Chemotherapy

Sorry I'm butting into your conversation here Mags but I too live on my own and my thoughts are sometimes really dreadful.  I call the my black days or demon days.  I try and think positively and then go for a walk or try to think of something else.  Doesn't always work but occasionally it does.  I find this forum helpful too - if it's just to get something off your chest.

message me if you ever need to talk.

Take care and stay strong

You’re certainly not butting in its lovely to feel there are people to talk to.  I too have had some really dark days but walking is good therapy as you say.

yes this forum has helped me as I feel sometimes I’m in unknown territory if that makes sense.

Take care yourself and thank you for your kind words xx

Hi donste

it certainly is good to talk even if what you’re saying makes no sense half the time  and talking to others is great. 
you take care too and Happy Friday

xx

Morning. How did your second round of chemo go ? Any side effects ? I’m having my second biopsy tomorrow then have to wait on the results . The waiting is awful feels like all I do is wait at the moment !,

Hope you ar ok

magsx

Hi Nicole

how is your mum doing after her second treatment?  Just to let you know I’m thinking of you.

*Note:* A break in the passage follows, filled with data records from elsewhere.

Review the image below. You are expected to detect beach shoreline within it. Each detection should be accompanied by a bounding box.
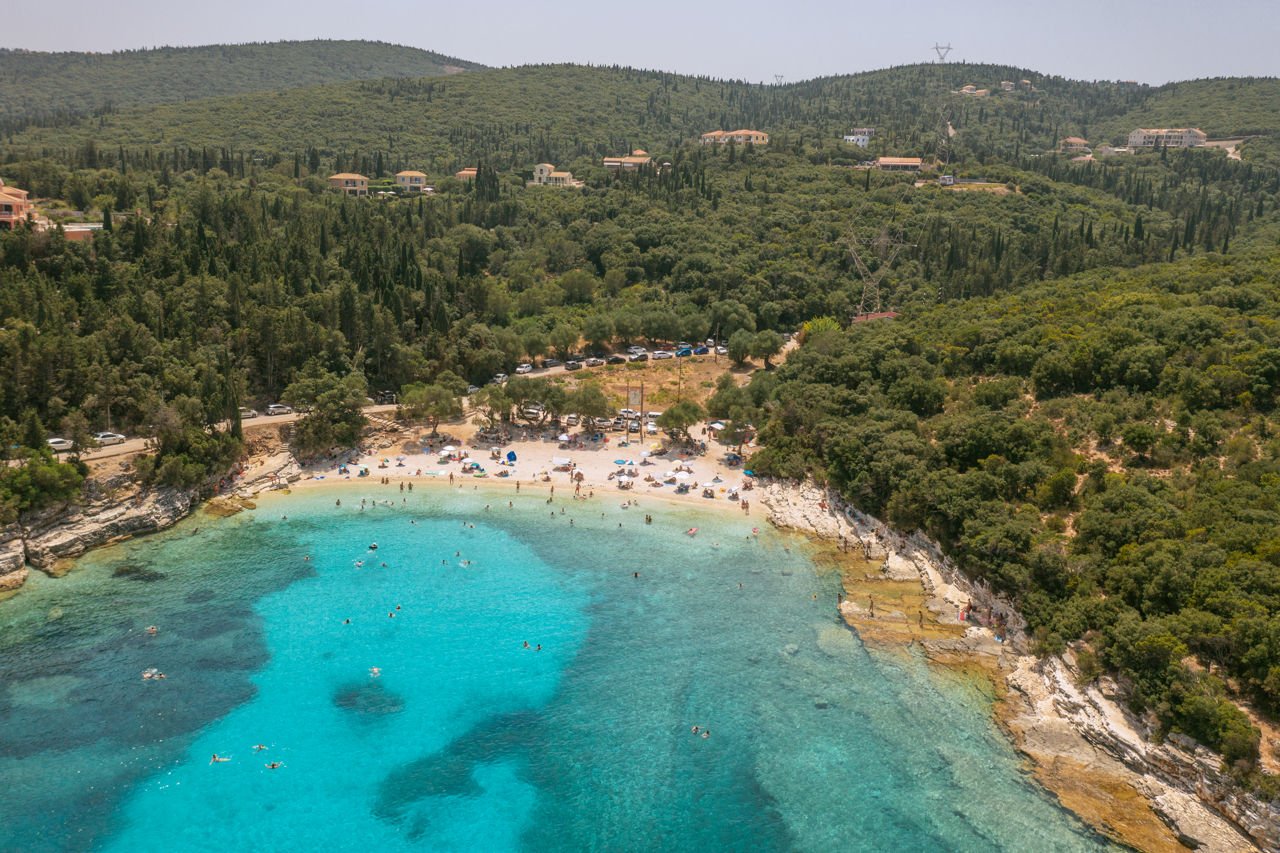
[10,412,1280,852]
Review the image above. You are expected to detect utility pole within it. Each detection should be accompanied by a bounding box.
[845,225,913,316]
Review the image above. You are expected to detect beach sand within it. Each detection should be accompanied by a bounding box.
[273,414,756,515]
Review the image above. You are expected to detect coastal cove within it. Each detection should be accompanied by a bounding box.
[0,483,1106,850]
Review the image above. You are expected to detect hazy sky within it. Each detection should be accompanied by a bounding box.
[10,0,1280,83]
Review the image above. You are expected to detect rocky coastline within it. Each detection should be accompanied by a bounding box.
[758,482,1280,853]
[0,451,302,594]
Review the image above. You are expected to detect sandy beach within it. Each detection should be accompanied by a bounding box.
[268,414,758,515]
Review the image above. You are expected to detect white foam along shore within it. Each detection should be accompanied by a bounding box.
[756,482,1280,852]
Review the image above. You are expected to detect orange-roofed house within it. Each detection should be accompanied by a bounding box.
[0,181,36,231]
[703,131,769,145]
[600,149,653,172]
[329,172,369,196]
[876,158,924,172]
[396,169,426,192]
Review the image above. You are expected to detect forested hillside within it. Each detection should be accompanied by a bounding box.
[0,58,1280,784]
[0,41,479,129]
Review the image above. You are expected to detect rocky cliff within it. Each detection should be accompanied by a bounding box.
[759,483,1280,853]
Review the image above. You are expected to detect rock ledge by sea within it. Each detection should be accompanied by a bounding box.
[756,482,1280,853]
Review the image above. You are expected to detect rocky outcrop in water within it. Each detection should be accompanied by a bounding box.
[758,483,1280,853]
[0,524,27,592]
[22,488,196,569]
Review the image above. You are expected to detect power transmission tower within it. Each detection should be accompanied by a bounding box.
[845,225,913,319]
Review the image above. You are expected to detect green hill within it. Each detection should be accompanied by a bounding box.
[9,60,1280,170]
[0,41,480,123]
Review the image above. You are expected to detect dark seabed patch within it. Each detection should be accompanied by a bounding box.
[374,711,539,835]
[111,564,165,583]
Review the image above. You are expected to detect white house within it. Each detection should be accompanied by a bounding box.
[529,163,582,187]
[1129,127,1208,149]
[845,127,876,149]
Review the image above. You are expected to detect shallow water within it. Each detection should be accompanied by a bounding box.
[0,485,1105,850]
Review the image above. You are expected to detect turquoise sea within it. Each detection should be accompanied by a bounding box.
[0,484,1106,853]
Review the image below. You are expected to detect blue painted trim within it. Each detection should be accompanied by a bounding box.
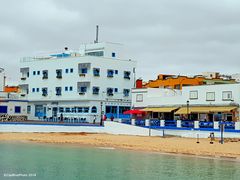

Im having my second biopsy tomorrow so will have to wait for the results before they make a final decision on my treatment 

if nothing new will have the original treatment they came up with.

Take care of yourself and your mum love Mags xx

Hi donste

it followed exactly the same pattern as the first. For 4 days after I felt groggy but not ill if you know what I mean, and then the week after that I gradually get better. This week I’m back to normal.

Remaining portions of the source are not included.